If Joseph R. Biden Jr. manages to maintain his slim lead in Georgia, he has one person to thank first and foremost, according to many Democrats and local officials: Stacey Abrams.

Ms Abrams, a former Yale-trained state party official, spent nearly a decade rebuilding the multiracial coalition for the franchise that sparked the civil rights movement of the 1960s and pushed a once-dominated state by white conservatives in a more diverse era.

More than that, Ms Abrams, the former Georgia House Minority Leader who was briefly seen as a possible running mate by Mr Biden, is increasingly seen as the new torchbearer of the movement embodied by two iconic Georgians: Martin Luther King Jr and Representative John Lewis. Mr Biden’s push cemented that.

“This American citizen would like to thank you from the bottom of her heart !!” actress Viola Davis wrote to Ms Abrams on Twitter Friday.

After Ms Abrams sent a tweet thanking voting rights activists in Georgia, Hillary clinton responded, “And THANKS, Stacey. Thank you.”

“What time is the Stacey Abrams parade?” wrote Lisa Lucas, an editor-in-chief, reflecting the views of black political and business leaders who believe Ms. Abrams deserves much of the credit for record-breaking participation in communities of color across the country.

Seven years ago, while still in the state legislature, Ms. Abrams founded the New Georgia Project, a nonprofit that registered around 100,000 new voters and then created Fair Fight. , an organization to fight against voter suppression.

In 2018, Ms Abrams became the first black woman to win the Democratic nomination for governor and lost in a close race to Republican Brian Kemp, amid allegations that Republicans had taken steps to suppress the black votes by purging the electoral rolls.

After losing 55,000 votes, Ms Abrams told Vogue, “I sat in Shiva for 10 days. Then I started to plot ”- a joking reference to the period of Jewish mourning.

Since her loss, Ms. Abrams has helped register approximately 800,000 new voters and fought the “exact match” rules used to disqualify ballots for typos and minor errors. Ms Abrams was hardly alone in this effort, joining a coalition that included voting groups like ProGeorgia, the Georgia Coalition for the People’s Agenda and Project New Georgia.

But Ms. Abrams, a powerful public speaker, has become the face of that effort.

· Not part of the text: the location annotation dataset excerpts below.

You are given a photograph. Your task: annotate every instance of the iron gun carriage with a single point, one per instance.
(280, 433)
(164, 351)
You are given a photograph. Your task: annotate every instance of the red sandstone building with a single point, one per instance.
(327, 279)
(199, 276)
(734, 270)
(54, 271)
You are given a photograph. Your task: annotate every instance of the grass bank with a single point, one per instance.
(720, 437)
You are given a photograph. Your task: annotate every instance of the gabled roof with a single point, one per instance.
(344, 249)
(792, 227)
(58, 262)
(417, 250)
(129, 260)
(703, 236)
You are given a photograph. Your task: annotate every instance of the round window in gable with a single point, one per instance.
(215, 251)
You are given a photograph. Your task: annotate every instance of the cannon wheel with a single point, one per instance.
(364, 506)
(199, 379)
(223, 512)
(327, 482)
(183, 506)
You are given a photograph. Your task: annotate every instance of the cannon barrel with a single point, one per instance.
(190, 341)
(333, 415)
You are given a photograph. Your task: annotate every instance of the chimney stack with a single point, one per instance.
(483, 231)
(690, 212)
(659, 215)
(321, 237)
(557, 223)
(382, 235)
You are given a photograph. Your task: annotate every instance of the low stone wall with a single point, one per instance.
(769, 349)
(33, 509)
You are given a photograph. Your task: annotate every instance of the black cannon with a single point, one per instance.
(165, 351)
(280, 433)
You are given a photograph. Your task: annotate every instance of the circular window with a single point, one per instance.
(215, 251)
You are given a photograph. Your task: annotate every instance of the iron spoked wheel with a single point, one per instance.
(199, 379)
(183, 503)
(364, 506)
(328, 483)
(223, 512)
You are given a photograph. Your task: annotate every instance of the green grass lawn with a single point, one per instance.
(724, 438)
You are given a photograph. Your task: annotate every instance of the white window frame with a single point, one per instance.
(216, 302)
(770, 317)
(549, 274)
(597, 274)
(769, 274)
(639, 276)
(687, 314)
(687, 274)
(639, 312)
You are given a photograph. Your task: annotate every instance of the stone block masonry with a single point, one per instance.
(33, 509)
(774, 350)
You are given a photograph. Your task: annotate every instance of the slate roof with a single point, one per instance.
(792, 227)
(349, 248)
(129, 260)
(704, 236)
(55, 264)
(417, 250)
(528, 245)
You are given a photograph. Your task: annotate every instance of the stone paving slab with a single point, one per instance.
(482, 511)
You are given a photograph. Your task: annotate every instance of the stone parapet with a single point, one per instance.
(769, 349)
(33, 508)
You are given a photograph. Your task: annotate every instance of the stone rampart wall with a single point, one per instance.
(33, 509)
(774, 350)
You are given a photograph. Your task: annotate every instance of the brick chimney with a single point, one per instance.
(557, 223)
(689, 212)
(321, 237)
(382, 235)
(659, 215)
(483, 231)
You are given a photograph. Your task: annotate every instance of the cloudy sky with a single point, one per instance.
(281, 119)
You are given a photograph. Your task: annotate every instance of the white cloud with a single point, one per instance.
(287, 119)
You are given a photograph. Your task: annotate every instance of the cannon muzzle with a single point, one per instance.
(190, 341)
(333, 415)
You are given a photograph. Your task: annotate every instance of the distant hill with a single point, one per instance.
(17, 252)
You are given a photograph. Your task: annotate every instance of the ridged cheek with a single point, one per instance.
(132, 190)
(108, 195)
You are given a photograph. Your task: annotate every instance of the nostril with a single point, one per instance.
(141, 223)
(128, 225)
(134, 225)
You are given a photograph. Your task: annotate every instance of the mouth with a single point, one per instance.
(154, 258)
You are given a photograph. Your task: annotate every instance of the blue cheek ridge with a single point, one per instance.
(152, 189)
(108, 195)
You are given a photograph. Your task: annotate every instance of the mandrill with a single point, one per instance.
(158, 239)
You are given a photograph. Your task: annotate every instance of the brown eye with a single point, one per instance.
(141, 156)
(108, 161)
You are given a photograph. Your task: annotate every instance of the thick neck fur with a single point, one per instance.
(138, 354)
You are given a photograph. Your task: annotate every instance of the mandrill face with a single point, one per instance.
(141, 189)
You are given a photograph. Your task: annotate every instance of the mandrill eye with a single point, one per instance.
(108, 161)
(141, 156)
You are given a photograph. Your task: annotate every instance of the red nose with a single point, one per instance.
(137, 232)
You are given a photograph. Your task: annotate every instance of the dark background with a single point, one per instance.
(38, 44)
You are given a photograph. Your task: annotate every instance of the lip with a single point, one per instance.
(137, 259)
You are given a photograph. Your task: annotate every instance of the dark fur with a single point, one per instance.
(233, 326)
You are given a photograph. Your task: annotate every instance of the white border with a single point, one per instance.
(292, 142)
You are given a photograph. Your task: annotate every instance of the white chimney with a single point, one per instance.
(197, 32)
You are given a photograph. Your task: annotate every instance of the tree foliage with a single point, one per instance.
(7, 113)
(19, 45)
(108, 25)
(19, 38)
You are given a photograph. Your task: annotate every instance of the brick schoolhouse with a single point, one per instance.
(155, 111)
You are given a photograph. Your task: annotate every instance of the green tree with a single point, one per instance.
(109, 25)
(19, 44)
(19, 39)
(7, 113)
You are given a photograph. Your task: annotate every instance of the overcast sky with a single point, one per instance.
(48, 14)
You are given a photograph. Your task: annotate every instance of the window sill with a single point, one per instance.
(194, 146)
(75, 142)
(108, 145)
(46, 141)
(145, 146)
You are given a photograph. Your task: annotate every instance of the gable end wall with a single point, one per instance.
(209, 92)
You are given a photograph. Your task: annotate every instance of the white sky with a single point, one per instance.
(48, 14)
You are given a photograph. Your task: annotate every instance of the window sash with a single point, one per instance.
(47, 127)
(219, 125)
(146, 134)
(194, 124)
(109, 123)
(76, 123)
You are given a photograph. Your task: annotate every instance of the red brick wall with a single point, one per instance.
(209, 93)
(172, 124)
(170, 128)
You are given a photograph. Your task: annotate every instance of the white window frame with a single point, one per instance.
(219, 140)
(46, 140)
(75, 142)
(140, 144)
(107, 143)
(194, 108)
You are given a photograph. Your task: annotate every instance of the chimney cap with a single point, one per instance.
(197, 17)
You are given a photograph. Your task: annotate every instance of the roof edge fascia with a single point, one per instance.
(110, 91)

Some of President Trump’s supporters, led by Fox News contributor Byron York, criticized Ms Abrams for her refusal to formally concede the 2018 election, arguing that her behavior had set a precedent for Mr Trump’s refusal to accept 2020 results.

“In light of Biden’s pull in Georgia, a lot of Democratic praise for Stacey Abrams. Indeed, his conduct in the 2018 governor’s race could become a model for Trump’s post-election stance, ”he wrote.

But there are critical differences. Ms Abrams never conceded, but gave a speech announcing the end of her campaign and then moved on – concluding: ‘Democracy has failed the Georgians’.